What if Brown is largely correct? What if Strieber’s interpretation of his experience is largely “off” due to an unconscious need to see his “mother” (the alien presence) in a good light because it is only this belief (in the absence/powerlessness of his father) that allowed him to survive his experiences?
What if this is the secret which he has kept from himself, and therefore from his readers?
This would account for his ongoing struggle to decide whether “they” are good or evil. Of course, as with my mother, the answer is that they are neither. They are simply human.
What if, while Strieber’s accounts are honest so far as he is able, there are no aliens, at all?
What if there is only an all-too human interference for which Strieber has created an elaborate and necessary fantasy as a cover story, a screen memory to protect himself from the truth?
One of my earliest memories of going to the movies was in 1977 (I would have been ten), watching Close Encounters of the Third Kind with my family. I only remember one moment clearly: the climax when the mother ship lands and the alien beings come out, suffused in bluish light. I remember how my mouth fell open in childlike wonder, and how, in that moment, I saw out of the corner of my eye my mother lean forward and look at me (I was on her left). I felt annoyed, embarrassed, exposed. It was as if my private awe had been violated by her motherly gaze. I knew that she had been feeling the same sense of wonder, and merely wanted to see my own reaction. But my make-believe bubble was immediately burst by her attention, the experience of being seen.
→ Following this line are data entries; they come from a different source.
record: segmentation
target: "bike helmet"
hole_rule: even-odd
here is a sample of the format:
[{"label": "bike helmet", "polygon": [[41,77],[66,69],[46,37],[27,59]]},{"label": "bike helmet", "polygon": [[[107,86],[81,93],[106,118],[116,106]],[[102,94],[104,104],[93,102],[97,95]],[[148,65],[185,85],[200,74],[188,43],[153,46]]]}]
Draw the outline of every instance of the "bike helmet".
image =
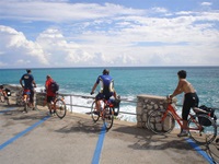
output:
[{"label": "bike helmet", "polygon": [[103,74],[110,74],[110,70],[104,69],[104,70],[103,70]]}]

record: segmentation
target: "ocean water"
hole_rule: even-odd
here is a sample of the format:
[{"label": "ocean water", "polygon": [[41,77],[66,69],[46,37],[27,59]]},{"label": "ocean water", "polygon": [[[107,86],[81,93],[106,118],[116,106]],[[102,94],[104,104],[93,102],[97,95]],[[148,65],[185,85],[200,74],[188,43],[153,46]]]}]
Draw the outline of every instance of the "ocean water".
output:
[{"label": "ocean water", "polygon": [[[104,68],[49,68],[32,69],[37,91],[44,89],[46,75],[50,74],[59,83],[60,93],[90,96],[96,78]],[[139,94],[165,96],[177,85],[177,71],[186,70],[187,80],[199,96],[199,105],[219,108],[219,67],[118,67],[108,68],[114,78],[115,89],[122,99],[136,101]],[[25,69],[0,69],[0,84],[20,85],[19,80]],[[95,92],[97,94],[97,90]],[[177,96],[182,104],[183,94]],[[70,97],[66,97],[67,103]],[[91,106],[92,99],[73,96],[73,104]],[[89,108],[72,107],[73,112],[88,113]],[[122,101],[120,110],[136,113],[136,103]],[[181,113],[181,110],[180,110]],[[216,110],[219,118],[219,109]],[[119,119],[136,121],[134,115],[120,114]]]}]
My own response to Strieber’s accounts from the start has always been to believe them. As I said to Gefunden recently, they have “the whiff of the real.” I have until now always stood by this, the certainty that I can identify an otherworldly, imaginal, or numinous element when I see (or read about) it.
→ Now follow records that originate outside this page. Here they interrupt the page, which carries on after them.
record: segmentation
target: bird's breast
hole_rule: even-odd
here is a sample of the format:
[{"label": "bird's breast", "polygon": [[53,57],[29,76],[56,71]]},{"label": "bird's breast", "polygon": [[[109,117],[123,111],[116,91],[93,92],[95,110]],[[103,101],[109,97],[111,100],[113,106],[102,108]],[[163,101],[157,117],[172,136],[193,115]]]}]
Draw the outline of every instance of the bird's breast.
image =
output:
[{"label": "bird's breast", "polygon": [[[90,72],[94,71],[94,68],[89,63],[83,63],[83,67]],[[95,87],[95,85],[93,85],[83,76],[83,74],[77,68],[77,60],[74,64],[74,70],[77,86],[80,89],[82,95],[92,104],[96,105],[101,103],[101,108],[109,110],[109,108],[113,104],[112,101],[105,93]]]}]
But what if I have the same bias as Whitley? What if we share the same Moon-Pluto blind spot? What am I going on besides a strong feeling that his accounts are real? Just because that feeling is itself real doesn’t mean it is accurate. It might be real because it’s necessary, an essential part of my own survival-based fantasy projection, an unconscious subterfuge that placed all the “evil” onto one party, in order to continue to perceive the other as good.
I am not arguing that nonhuman intelligent beings, similar to those described by Strieber, do not exist, or that we don’t ever interact with them. I am not even arguing that some of Strieber’s impressions and memories may not relate to genuine encounters with divine-infernal (Imaginal) beings. They may very well. What I am suggesting, or wondering, is whether the narrative he reports, and sincerely believes, might have been cunningly manufactured by human agencies to trigger just such deeper associations (in both Strieber and his readers), so they would then be projected onto the manufactured narrative, imbuing it with a richness, depth, and authenticity which it otherwise lacks?
Just like I imagined my mother as a cosmic-angelic super-being in the sky—and was eventually confronted with the terrifying truth of a starved, skeletal corpse?
It is the absence of the father that gives the mother sole care of, and dominance over, the child. It’s that same absence that eventually, inevitably, turns her into a mother-strangler, a monstrous, devouring, alien creature whose lessons are ruthless and cruel.
All this points to a desperate need—in Strieber, Heinrich, Gefunden, myself, humanity— for a wise, powerful, benevolent father figure to come barging through the door in the dead of night and make sense of it all—to provide “the key” to everything.
A figure of supreme authority. A representative of God—or of Government?